The only options for HHT is rest in the hopes that the tendon will recover, or PRP which costs $1500 for the bilateral injection.  I chose to wait for three or four months to see if there would be any improvement.  So from July through November I did not run hardly at all.  I played tennis to maintain my sanity but otherwise grew pudgy and for the first time in 16 years, I started to get ''out of shape".

In late November and early December, I thought enough time might have passed that I could run again and so I slowly tried to run but to no avail.  Nothing had really changed.  Maybe slight improvement, but there was still no way I could ever compete again.

So on December 12th, I finally had the PRP injection done and coughed up the $1500.  I was already out of pocket well over a thousand dollars for various costs like MRI and doctors visits and injections and the insurance is just a joke.  They only partially covered the things that did not work, and they did not cover at all the PRP which did work!!

So after the injection I had about 7 weeks where I did absolutely nothing except Rubik's Cube and Netflix.  What a sad hard time.  Luckily I also had to organize my 50K trail race, the Ouachita Switchbacks and that helped entertain me during this trying time.

Finally in early February, I slowly began to run again.  I could tell there was some change but not a lot.  I did do the White Rock 25K at a very slow pace and although this was encouraging, I still struggled considerably and for a time, I did not think the PRP worked.

But slowly over the following weeks, I began to run 15, 20 and then 30 mile weeks.  And each week, the HHT got a little better.  I really noticed it in my daily life.  I could bend over and pick something up without pain, I could drive in the car for long periods without pain, I had much greater flexibility and just felt so much better.  So even if the running did not get better, this in and of itself was worth the money.

BUT THE RUNNING DID GET BETTER!  I started to feel well enough to run fast.  At first it was limited effort like a single 7 minute mile.  Then I ran a 5K a couple of weeks ago.  I ran 20:35 which is about 3 minutes off my best, but more importantly, I did not really have any pain or discomfort.

Then this past week was just a major breakthrough!  I've been on Spring Break and since we returned from a skiing trip, I've run 7 miles twice a day and I've run it at a good solid training pace without any discomfort.  Today I did a ten mile hard and hilly forest road run and it was just like old times!

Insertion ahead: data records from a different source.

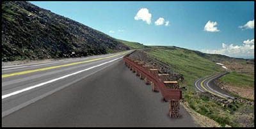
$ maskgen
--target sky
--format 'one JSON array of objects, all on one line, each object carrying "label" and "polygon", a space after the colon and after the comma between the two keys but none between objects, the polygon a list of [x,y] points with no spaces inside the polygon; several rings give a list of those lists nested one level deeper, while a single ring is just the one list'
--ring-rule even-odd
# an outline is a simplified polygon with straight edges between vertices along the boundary
[{"label": "sky", "polygon": [[113,38],[254,58],[254,2],[30,1]]}]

I have a half marathon next week that will really test things but I expect I should be able to run without much trouble - or at least I hope!  Naturally I am much slower and I will not be running any where near as fast as I used to but I am beginning to think that with careful training, stretching, rest and monitoring of the formal injury, that I might just yet have a second act in competitive running.

So if you are like I was and searching for some cure, some hope, some answer to your HHT, I sympathize with you.  I did the same thing.  There is a lot of conflicting information out there and that makes it even more difficult.  But my advice would be to have the PRP done.  It really worked for me.  Don't expect an instant cure.  It will take months and months to get better.  It's been four months since the injection and only now do I feel like I am a runner again - able to run without pain and carefree and  really enjoying it for the first time in two or three years.  So for me, that is a cure even if I am never really competitive again.